Le Testaments Review : Votre guide sacrément brillant pour la suite de La Servante écarlate
Soyons francs, les amis. Si vous êtes scotché à votre écran depuis que la première bande-annonce est tombée en juin 2026, vous le savez déjà : l’engouement est réel. Les Testaments est enfin arrivé sur Disney+ la semaine dernière, et j’ai déjà regardé les trois premiers épisodes deux fois. Oubliez tout ce que vous croyez savoir sur Gilead — cette suite sanglante de La Servante écarlate est une toute nouvelle bête. Et oui, elle valait vraiment l’attente.
Voici donc votre guide des Testaments, sans spoiler, pour naviguer dans cette mini-série en six parties qui vous prendra aux tripes. Que vous soyez un fan inconditionnel du roman de Margaret Atwood ou que vous débarquiez tout juste de la série originale, je vous couvre.
Qu’est-ce que ça donne ? (Et pourquoi Ann Dowd possède mon âme)
D’abord, clarifions : ce n’est pas un spin-off opportuniste. Se déroulant environ 15 ans après l’évasion de June, Les Testaments suit trois jeunes femmes dont les destins se percutent dans un Gilead encore plus tordu qu’avant. Mais la vraie MVP ? Ann Dowd. Sa Tante Lydia hérite d’un passé si sombre et si douloureusement humain que vous vous surprendrez à compatir avec un monstre. Je sais, je ne l’avais pas vu venir non plus. Les notes de la critique des Testaments sont déjà à 94 % — et ce n’est pas que du battage, c’est amplement mérité.
Elisabeth Moss reprend aussi son rôle de June (désormais planquée au Canada), mais ne vous attendez pas à ce qu’elle vole la vedette. Cette fois, les projecteurs sont braqués sur une nouvelle génération : une fille élevée au sein de l’élite de Gilead, une autre sortie du pays encore bébé, et une troisième venue de Toronto qui se retrouve entraînée en plein cœur de la bête.

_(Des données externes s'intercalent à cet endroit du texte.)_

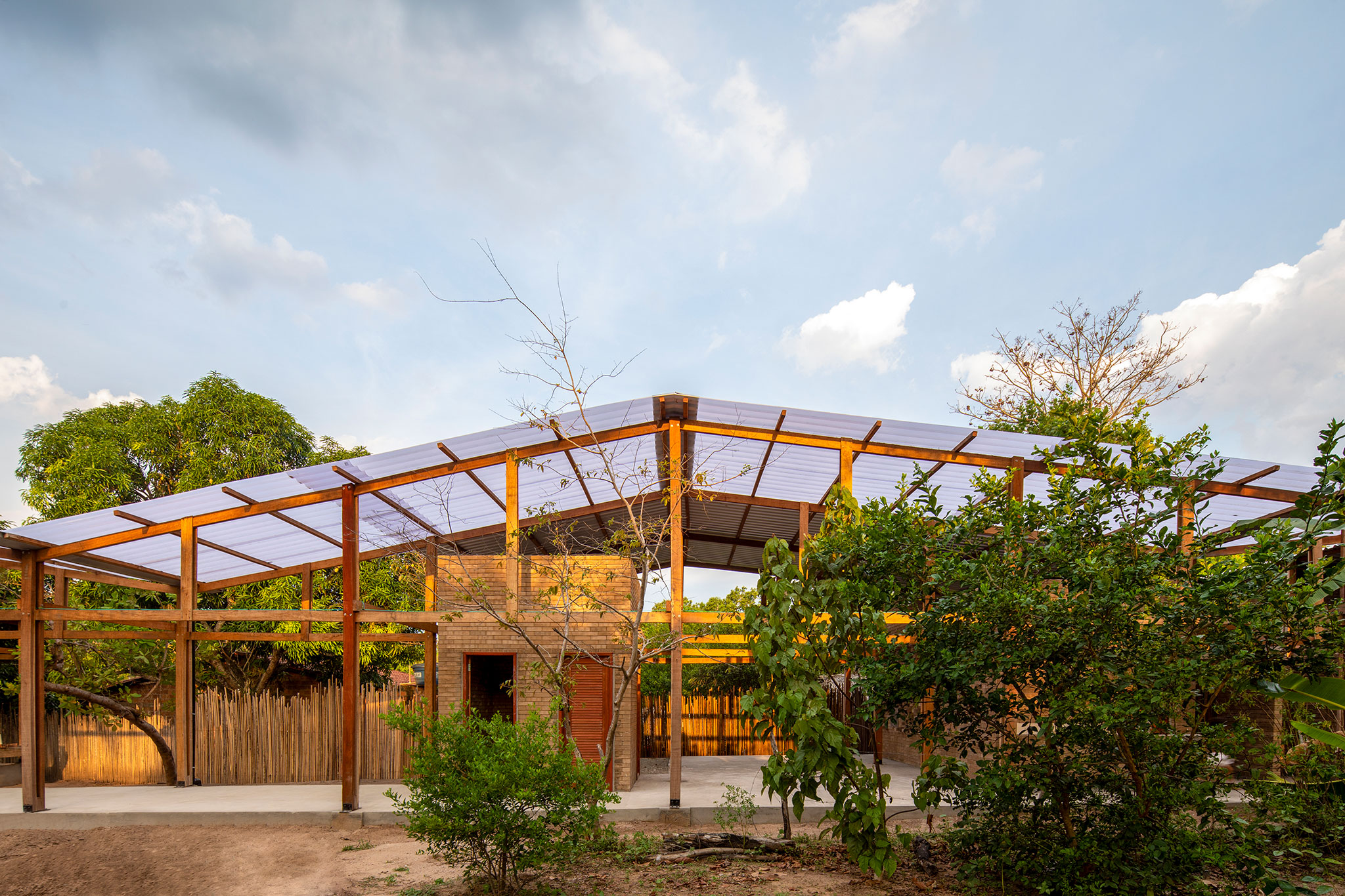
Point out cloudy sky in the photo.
[0,0,1345,601]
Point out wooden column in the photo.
[51,570,70,638]
[504,453,522,615]
[173,516,198,787]
[669,421,684,806]
[340,484,361,811]
[1177,498,1196,553]
[796,501,812,572]
[299,563,313,641]
[425,628,439,724]
[19,551,47,811]
[424,542,439,723]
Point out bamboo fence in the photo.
[0,685,409,784]
[640,692,873,759]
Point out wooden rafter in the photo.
[729,408,788,566]
[112,508,280,570]
[437,442,548,553]
[900,430,979,501]
[26,423,663,561]
[332,463,444,534]
[217,485,340,548]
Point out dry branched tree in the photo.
[411,246,748,779]
[952,293,1205,429]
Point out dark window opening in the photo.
[467,653,514,721]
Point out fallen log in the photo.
[663,833,797,853]
[650,846,752,865]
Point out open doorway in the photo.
[463,653,514,721]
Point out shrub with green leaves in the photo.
[386,706,619,892]
[808,425,1345,895]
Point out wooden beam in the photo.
[19,551,47,811]
[686,489,822,513]
[49,566,177,594]
[4,532,177,588]
[1233,463,1279,485]
[299,563,313,641]
[439,443,548,553]
[112,508,280,570]
[669,419,686,807]
[822,421,882,501]
[51,570,70,641]
[173,517,198,787]
[729,410,785,565]
[219,485,340,548]
[340,485,361,813]
[504,456,523,615]
[437,442,504,511]
[796,501,812,572]
[897,430,979,501]
[332,463,444,534]
[32,423,663,564]
[683,532,765,551]
[552,429,608,534]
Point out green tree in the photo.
[839,425,1342,893]
[742,505,897,877]
[5,372,422,780]
[640,586,759,697]
[952,293,1205,444]
[386,706,619,892]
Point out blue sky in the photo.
[0,0,1345,601]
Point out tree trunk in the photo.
[41,681,177,787]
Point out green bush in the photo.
[386,706,619,892]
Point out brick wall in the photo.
[436,556,639,790]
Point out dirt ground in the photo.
[0,822,960,896]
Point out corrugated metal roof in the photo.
[0,396,1315,582]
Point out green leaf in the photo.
[1289,721,1345,750]
[1279,674,1345,710]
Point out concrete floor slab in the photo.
[0,756,916,829]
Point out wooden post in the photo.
[19,551,47,811]
[299,563,313,641]
[504,453,522,615]
[51,570,70,638]
[1009,457,1025,501]
[796,501,812,572]
[669,419,684,806]
[340,484,361,811]
[173,516,196,787]
[1177,498,1196,553]
[424,542,439,724]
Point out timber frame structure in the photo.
[0,394,1338,811]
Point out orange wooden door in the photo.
[570,660,612,783]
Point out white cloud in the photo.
[0,354,140,417]
[46,149,187,223]
[780,281,916,373]
[162,198,330,298]
[812,0,925,73]
[0,149,402,309]
[1146,222,1345,462]
[948,352,1000,388]
[939,140,1042,198]
[933,208,996,250]
[338,278,402,309]
[544,4,812,221]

Leurs histoires s’entrelacent comme un nœud coulant, et au quatrième épisode, je hurlais littéralement devant ma télé.
Comment utiliser Les Testaments : le pense-bête à la française
Écoutez, je sais que certains d’entre vous se disent : « Je dois d’abord revoir les cinq saisons de La Servante écarlate ? » Non. Mais voici un petit mode d’emploi des Testaments pour profiter au max de votre canapé :
- Rafraîchissez votre mémoire sur Tante Lydia. Son arc dans les saisons 3 et 4 est essentiel. Croyez-moi.
- Ne zappez pas les scènes d’ouverture à froid. Chaque épisode a un flashback qui va vous retourner le cerveau.
- Ayez des mouchoirs à portée de main. Et peut-être un bon verre. Ce n’est pas à prendre à la légère.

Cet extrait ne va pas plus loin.